The Breeze Bike Share program is losing revenue and ridership to competition from dockless scooters and bikes.
Breeze is a program that allows riders to rent bikes by the hour on an app or for a monthly or annual fee. The City of Santa Monica launched Breeze in 2015 and integrated it with similar systems in Beverly Hills, West Hollywood and UCLA last April to give users access to bikes across the region. 289,159 trips were taken on Breeze bikes in 2016, climbing to 317,826 in 2018.
When the City launched the Shared Mobility pilot program last September, giving four scooter and bike companies license to operate in Santa Monica, officials said the program was intended to build on Breeze’s success.
Instead, the widespread adoption of dockless devices has depressed Breeze ridership and the revenue the City collects from the program. 212,175 trips were taken on Breeze bikes in 2018, exactly one-third fewer trips than the year prior.

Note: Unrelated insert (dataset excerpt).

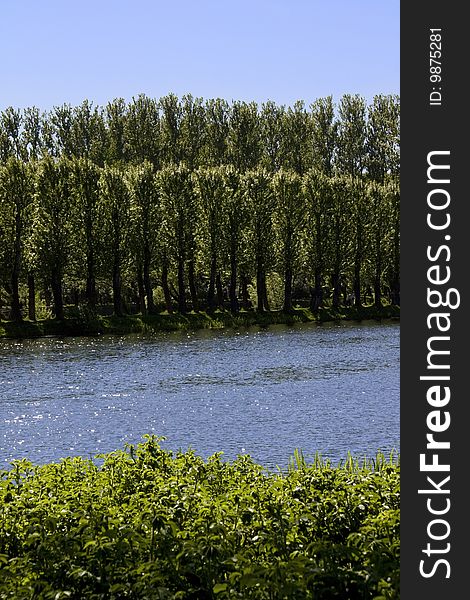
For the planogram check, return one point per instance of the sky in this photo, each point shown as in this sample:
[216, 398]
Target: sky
[65, 51]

The City lost $6,130 on the program in 2018 after earning $316,769 in 2017. Breeze has spent $162,084 more than the $456,403 in revenue it has generated so far this year.
“Even with projected revenue losses in 2019, Breeze is among few municipal bike share systems that have operated with a surplus of revenue,” said City spokesperson Constance Farrell.
City Councilmember Ted Winterer said riders have turned from docked bike share systems to e-scooters and e-bikes because they can find dockless devices more easily. Electric motors also put the devices at an advantage, he said.
“Breeze has been an invaluable resource for people in the last three years, and it’s only recently that we’ve seen a decline in revenues,” Winterer said. “Now, there are new for-profit players in this arena and people like new, bright, shiny things.”
Breeze is still Santa Monica’s most affordable shared mobility option and has a partnership with Community Corporation of Santa Monica for low-income residents, Farrell said.
City Manager Rick Cole said at Tuesday’s City Council meeting that it’s time to restructure the service or its funding. About half of Breeze’s funding comes from its partnership with Hulu and user fees generate the remainder. The funding Hulu provides will remain level through November 2020.
Winterer said at the meeting that the City would either have to commit to subsidizing the service or scale it back. In an interview with the Daily Press, he said introducing electric motors to the bikes could attract ridership and revenue, but also raised the possibility of allowing a private bike company to use Breeze docks for their own devices.
“If there’s a better option in the private sector than the Breeze bikes, that would have to be a revenue-sharing agreement,” Winterer said. “We have a coterie of loyal Breeze users and we don’t want to just pull the plug on it, but we need to parse through the possibilities.”
The City will share insights about the Shared Mobility program, which includes Breeze, by this fall and Council will discuss the future of Breeze then, Farrell said.